Proprietário pede desculpas após suspensão da licença por promoção ligada à comunidade LGBTQIA+
Em Melaka, Malásia, um hotel que ganhou fama por ser ‘gay-friendly’ teve sua licença de funcionamento suspensa temporariamente pelo Conselho Municipal de Hang Tuah Jaya. A decisão gerou repercussão, especialmente dentro da comunidade LGBTQIA+, que acompanha atentamente os desdobramentos da situação.
A presidente do conselho, Sapiah Haron, revelou que o proprietário do estabelecimento, um homem de 70 anos, se reuniu com representantes do conselho para pedir desculpas e explicar o ocorrido. Segundo ela, a suspensão da licença só será revertida quando o hotel cumprir todas as exigências impostas.
Negligência e multas aplicadas
A administração do hotel admitiu que o conteúdo promocional veiculado no site da hospedagem, que indicava uma postura acolhedora para pessoas LGBTQIA+, foi fruto de uma negligência da gerência. Além da suspensão, o hotel recebeu uma notificação de multa com base no Regulamento Municipal de Hotéis de 2011.

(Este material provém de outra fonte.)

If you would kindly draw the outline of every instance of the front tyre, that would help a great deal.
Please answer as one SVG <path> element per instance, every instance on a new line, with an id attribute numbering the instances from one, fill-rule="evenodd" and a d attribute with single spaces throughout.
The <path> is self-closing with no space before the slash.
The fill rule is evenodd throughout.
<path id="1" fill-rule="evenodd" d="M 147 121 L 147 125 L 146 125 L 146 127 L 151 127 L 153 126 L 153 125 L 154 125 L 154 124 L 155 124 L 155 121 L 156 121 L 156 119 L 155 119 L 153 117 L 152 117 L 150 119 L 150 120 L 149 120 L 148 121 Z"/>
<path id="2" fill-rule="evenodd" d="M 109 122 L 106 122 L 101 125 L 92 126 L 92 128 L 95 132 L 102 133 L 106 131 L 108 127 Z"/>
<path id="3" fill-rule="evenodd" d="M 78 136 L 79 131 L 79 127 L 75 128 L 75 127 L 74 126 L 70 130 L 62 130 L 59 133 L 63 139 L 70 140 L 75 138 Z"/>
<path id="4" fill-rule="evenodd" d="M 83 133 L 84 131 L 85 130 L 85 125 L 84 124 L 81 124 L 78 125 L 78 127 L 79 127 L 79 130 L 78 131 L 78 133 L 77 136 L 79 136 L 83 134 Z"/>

Também foi constatado que o hotel não havia efetuado o pagamento da taxa de patrimônio cultural referente a 2024 e que precisava obter licenças adicionais para outras atividades desenvolvidas no local. O conselho municipal ainda exigiu que o hotel mantenha pelo menos um funcionário local atendendo na recepção em tempo integral.
Intervenção das autoridades religiosas e repercussão
Na terça-feira anterior, o departamento de assuntos religiosos islâmicos de Melaka, junto com o conselho municipal, realizou uma inspeção no hotel motivada por denúncias de que o local seria ‘gay-friendly’. Apesar das alegações, não foram encontradas violações às leis estaduais de xaria.
Mesmo assim, a licença do hotel foi apreendida para facilitar investigações, já que o proprietário não estava presente no momento. O hotel chegou a ser fechado por um dia, e o dono foi convocado para prestar esclarecimentos sobre as denúncias.
Organizações empresariais, como a Associação de Pequenas e Médias Empresas da Malásia, criticaram a ação, apontando que a repressão baseada em alegações virais nas redes sociais, sem comprovação de infração legal, prejudica os negócios e gera um clima de insegurança para empreendimentos que buscam atender a todos os públicos.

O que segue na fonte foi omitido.